A bord de leur camionnette, « Marie et les Garçons » sillonnent la France, et partout où ils passent, les gens sont séduits par leur côté décalé : «  On était très sages, pas du tout habillés en punk. On voulait quelque chose de très calme visuellement, et de très violent au niveau musical. » 

La fac est déjà loin derrière lui : en 1978, Patrick et ses potes sont dans une autre stratosphère. Qualifiés « d’espoir New Wave de l’année » aux Midem, John Cale (Velvet Underground) les repère… Direction New York pour le groupe. A la clef, l’enregistrement de Re Bop, leur incontournable « hit. » Les kids lyonnais qui rêvaient de « Factory » sur fond de Star Spangled Banner débarquent au cœur de la grosse pomme. Le choc culturel et de taille, Patrick est sous le charme. « On est resté cinq jours à NY au Arlington Hotel, un truc « glauquissime ». A l’époque, New York, c’était nettement plus impressionnant qu’aujourd’hui, puisque c’était une ville très violente, presque en faillite. »

A peine le temps de profiter de l’Amérikkke, que déjà, le succès les rappelle en France. « Le lendemain, on a reçu un coup de téléphone : il fallait qu’on rentre à Paris pour  faire la première partie de Patti Smith à Pantin. On s’est retrouvé jetés sur scène face à 15 000 personnes, c’était assez flippant ! »  Malgré la pression et le manque d’organisation (les roadies british refusent de les aider), l’expérience est couronnée de succès, et la rockeuse à moustache leur propose même de faire toute la tournée avec eux, mais le staff de la rockstar refuse de s’occuper des petits Frenchies… Avortement ! Patti leur file 2,500 francs chacun (une jolie somme pour l’époque) et leur souhaite bonne route. This is the END, but…

Dans le milieu underground et branché, Marie et les Garçons sont déjà des stars : « Selon les critiques de l’époque, Re bop était génialissime. De plus, comme on était sur le label de John Cale, ça nous faisait bénéficier d’une certaine couverture médiatique, on était crédibles. »

Désormais, les kids lyonnais remplissent les salles seuls, Distinction ultime : le groupe fait même les premières parties des mythiques Talking Heads : « David Byrne était un garçon d’une timidité maladive. Je l’ai rencontré en 1977 à Lyon, ils (les Talking Heads) faisaient la première partie des Ramones. Puis ensuite, nous sommes devenus amis. » Elle est pas belle la vie ?

« Isolation »

Mais Patrick n’a jamais été un mouton (ou alors un noir) qui « suit le reste du troupeau. » Fascinés par la disco, Marie et ses mecs se détachent déjà progressivement du Rock et du Punk : «  le courant ne passait plus avec les autres groupes de rock de cette époque, puisque on s’orientait déjà vers un répertoire très « discoïde » (pas encore disco).
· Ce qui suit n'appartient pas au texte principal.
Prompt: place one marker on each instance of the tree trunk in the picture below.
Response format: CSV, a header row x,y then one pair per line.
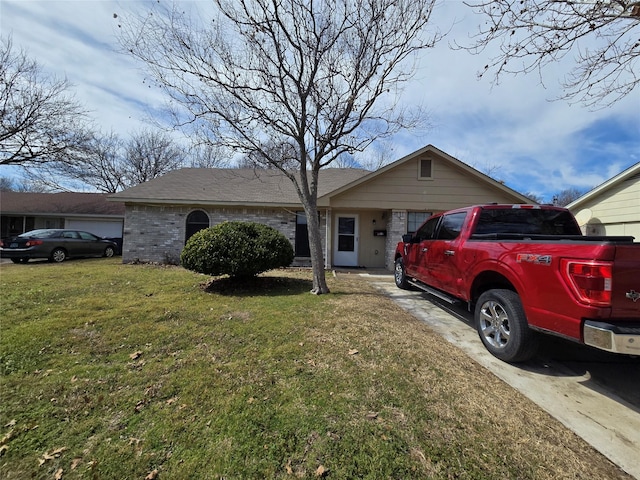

Du coup, ça donnait des morceaux quasiment sans texte, comme « conversation » (un seul mot), ou Tokyo-Pekin (description en deux mots). Les gens ne comprenaient plus rien, et on s’est fait jeter de scène très souvent. On ne voulait pas jouer fort, on s’habillait tout en blanc, on commençait à faire des morceaux disco, on refusait même de jouer Re Bop. »

Inconsciemment, le groupe se saborde, le public ne suit plus, et parfois même, ils se font siffler pendant leurs concerts. Les gens n’étaient peut être pas encore prêts pour ce genre de choses, ils venaient tout juste de découvrir le punk. Comme les New York Dolls : too soon ! Michel Esteban était certes un visionnaire, mais de son propre aveu, Patrick me confie « qu’un manager anglais par exemple, ne les aurait jamais laissé faire ça. »

Pas contrariant, Esteban, le visionnaire donc, leur propose de partir enregistrer un album disco complet à New York, pendant un mois.

A la même période, Patrick doit « servir la France », et il s’en va en Alsace pour faire son service militaire. « J’y suis resté trois semaines et pour me faire réformer, j’ai refusé de manger, donc à la fin, il m’ont envoyé en hôpital psychiatrique pendant cinq jours, à Dijon » se rappelle-t-il. Le deal était clair : c’était soit le costume de soldat et la corvée de patates pendant plus d’un an, soit l’album disco à New York. Alors, le choix était vite fait… « Même si l’armée prétendait à l’époque n’avoir pas peur du sang, ils (les militaires) avaient quand même très peur que quelqu’un leur claque dans les doigts ces abrutis ! » Faute de pouvoir faire de Patrick un bon petit soldat-citoyen, la Haute Autorité a donc préféré le rendre à la vie civile!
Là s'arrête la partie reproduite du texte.